市内鶴が台出身の作家・佐川光晴さんがこのほど、『満天の花』(左右社、2300円+税、四六判上製、552ページ)を出版した。
この本は、2019年から1年3カ月、東京新聞などで連載した小説。幕末の長崎でオランダ商人と遊女との間に生まれた青い瞳を持つ「花」が、奉公先のオランダ人商館でオランダ語や英語を学び、通詞として外交に関わる。勝海舟とともに、日本や世界を舞台に新しい時代を切り開いた女性の姿を描いた。

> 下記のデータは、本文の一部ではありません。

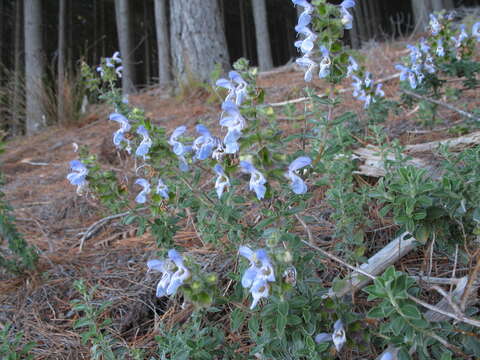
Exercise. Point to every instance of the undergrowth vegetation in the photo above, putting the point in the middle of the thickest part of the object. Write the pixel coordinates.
(248, 191)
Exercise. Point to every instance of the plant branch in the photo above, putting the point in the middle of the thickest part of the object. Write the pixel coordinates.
(441, 103)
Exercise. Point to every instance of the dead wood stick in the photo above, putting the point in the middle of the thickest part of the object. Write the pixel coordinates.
(389, 255)
(434, 315)
(322, 95)
(441, 103)
(457, 143)
(92, 229)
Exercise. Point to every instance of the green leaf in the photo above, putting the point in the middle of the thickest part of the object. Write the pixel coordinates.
(253, 326)
(280, 324)
(294, 320)
(283, 308)
(411, 311)
(376, 313)
(403, 355)
(236, 319)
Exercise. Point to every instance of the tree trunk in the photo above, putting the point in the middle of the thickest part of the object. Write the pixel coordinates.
(146, 28)
(34, 66)
(421, 10)
(17, 80)
(242, 28)
(62, 14)
(361, 29)
(264, 50)
(125, 39)
(163, 42)
(1, 42)
(197, 39)
(448, 4)
(437, 5)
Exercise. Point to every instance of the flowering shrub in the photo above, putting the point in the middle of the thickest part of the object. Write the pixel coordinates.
(245, 165)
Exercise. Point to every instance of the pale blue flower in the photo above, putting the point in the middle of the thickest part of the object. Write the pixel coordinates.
(298, 185)
(257, 180)
(116, 57)
(325, 63)
(233, 120)
(435, 25)
(476, 30)
(78, 175)
(347, 18)
(424, 47)
(429, 65)
(146, 143)
(308, 8)
(101, 71)
(387, 356)
(405, 74)
(440, 50)
(162, 189)
(461, 37)
(204, 144)
(170, 281)
(378, 91)
(118, 136)
(178, 276)
(222, 180)
(260, 289)
(142, 196)
(309, 64)
(352, 66)
(178, 147)
(257, 276)
(240, 88)
(307, 44)
(118, 71)
(338, 336)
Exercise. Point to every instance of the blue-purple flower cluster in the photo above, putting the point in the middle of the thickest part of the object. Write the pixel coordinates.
(174, 273)
(258, 275)
(365, 90)
(338, 336)
(78, 176)
(306, 45)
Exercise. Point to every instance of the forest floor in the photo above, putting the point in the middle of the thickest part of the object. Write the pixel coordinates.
(53, 217)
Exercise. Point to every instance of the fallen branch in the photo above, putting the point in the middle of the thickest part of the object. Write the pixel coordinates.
(323, 95)
(95, 227)
(453, 144)
(434, 315)
(441, 103)
(377, 264)
(373, 164)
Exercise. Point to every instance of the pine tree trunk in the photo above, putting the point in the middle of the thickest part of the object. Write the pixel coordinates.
(197, 39)
(437, 5)
(125, 39)
(359, 20)
(163, 42)
(62, 14)
(35, 118)
(146, 28)
(264, 50)
(17, 80)
(243, 30)
(95, 31)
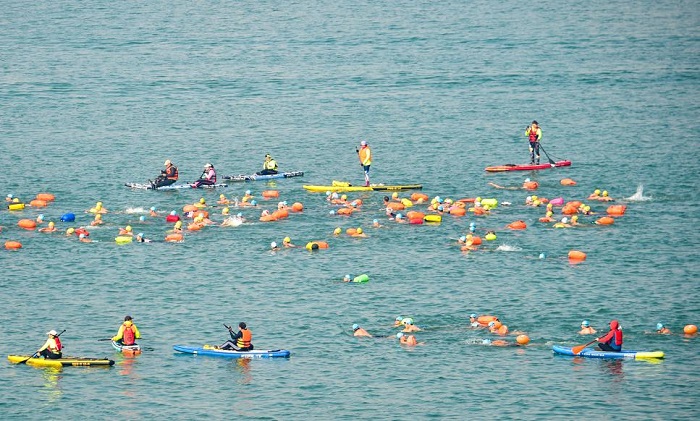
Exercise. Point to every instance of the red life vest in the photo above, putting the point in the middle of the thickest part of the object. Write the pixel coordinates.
(128, 337)
(245, 339)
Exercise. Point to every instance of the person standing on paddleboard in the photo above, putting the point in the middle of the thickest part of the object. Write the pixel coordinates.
(534, 134)
(365, 155)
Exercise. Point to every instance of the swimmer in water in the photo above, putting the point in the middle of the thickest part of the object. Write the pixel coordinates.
(586, 328)
(358, 331)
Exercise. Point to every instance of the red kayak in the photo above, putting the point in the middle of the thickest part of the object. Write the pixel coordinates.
(527, 167)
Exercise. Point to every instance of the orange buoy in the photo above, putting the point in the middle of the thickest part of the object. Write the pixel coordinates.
(414, 214)
(577, 255)
(395, 206)
(36, 203)
(46, 197)
(606, 220)
(517, 225)
(616, 210)
(28, 224)
(419, 197)
(174, 237)
(457, 211)
(14, 245)
(522, 339)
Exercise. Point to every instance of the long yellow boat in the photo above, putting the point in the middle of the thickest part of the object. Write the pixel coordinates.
(61, 362)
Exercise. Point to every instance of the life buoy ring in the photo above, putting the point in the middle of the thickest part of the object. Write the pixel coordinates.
(174, 237)
(36, 203)
(28, 224)
(12, 245)
(47, 197)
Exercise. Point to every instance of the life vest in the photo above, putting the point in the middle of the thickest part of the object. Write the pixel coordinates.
(128, 337)
(58, 348)
(171, 173)
(244, 340)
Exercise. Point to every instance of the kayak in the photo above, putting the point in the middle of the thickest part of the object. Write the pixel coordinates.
(211, 351)
(61, 362)
(371, 187)
(527, 167)
(134, 349)
(146, 186)
(593, 353)
(258, 177)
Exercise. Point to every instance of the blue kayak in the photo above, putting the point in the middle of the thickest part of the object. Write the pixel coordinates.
(594, 353)
(211, 351)
(259, 177)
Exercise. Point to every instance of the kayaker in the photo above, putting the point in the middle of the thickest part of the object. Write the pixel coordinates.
(358, 331)
(365, 159)
(128, 332)
(51, 348)
(612, 341)
(269, 166)
(534, 134)
(241, 340)
(586, 328)
(167, 176)
(208, 177)
(660, 328)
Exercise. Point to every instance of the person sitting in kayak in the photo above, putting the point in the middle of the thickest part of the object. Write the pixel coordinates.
(51, 348)
(358, 331)
(534, 134)
(269, 166)
(167, 176)
(128, 333)
(586, 329)
(660, 328)
(241, 340)
(208, 177)
(612, 341)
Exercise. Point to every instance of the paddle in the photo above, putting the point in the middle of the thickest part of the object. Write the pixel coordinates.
(577, 349)
(34, 354)
(551, 161)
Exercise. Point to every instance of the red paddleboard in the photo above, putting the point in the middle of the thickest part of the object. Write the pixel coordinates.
(527, 167)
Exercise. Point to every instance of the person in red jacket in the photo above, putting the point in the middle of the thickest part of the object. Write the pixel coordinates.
(612, 341)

「花」はモデルもおらず、佐川さんのオリジナル。幕末の時期、オランダ語と英語を使える人がほとんどいなかったため、「そうした能力があれば女性でも活躍できると思ったから花を登場させた」と話す。
日常生活に焦点
小説との本格的な出会いは茅ヶ崎北陵高校1年生の時。友人の勧めで吉川英治さんの『三国志』を読み、文字だけで人の心を動かす魅力にのめり込んだ。
大学卒業後は出版社を経て、牛の食肉解体の職についた。35歳の時、牛の仕事のことを書いた『生活の設計』でデビュー。日常生活で起きたことを「過不足のない文章で書こうと思っている」といい、『ぼくたちは大人になる』では自身の高校時代が反映されている。「小説では突飛な世界を作りたいわけではなく、きちんと暮らしていけるように」書いているという。
読者には「幕末と呼ばれている約15年をしっかり書いています。歴史の勉強にもなりますが、それ以上に面白く、わくわくする話になっています」とコメントした。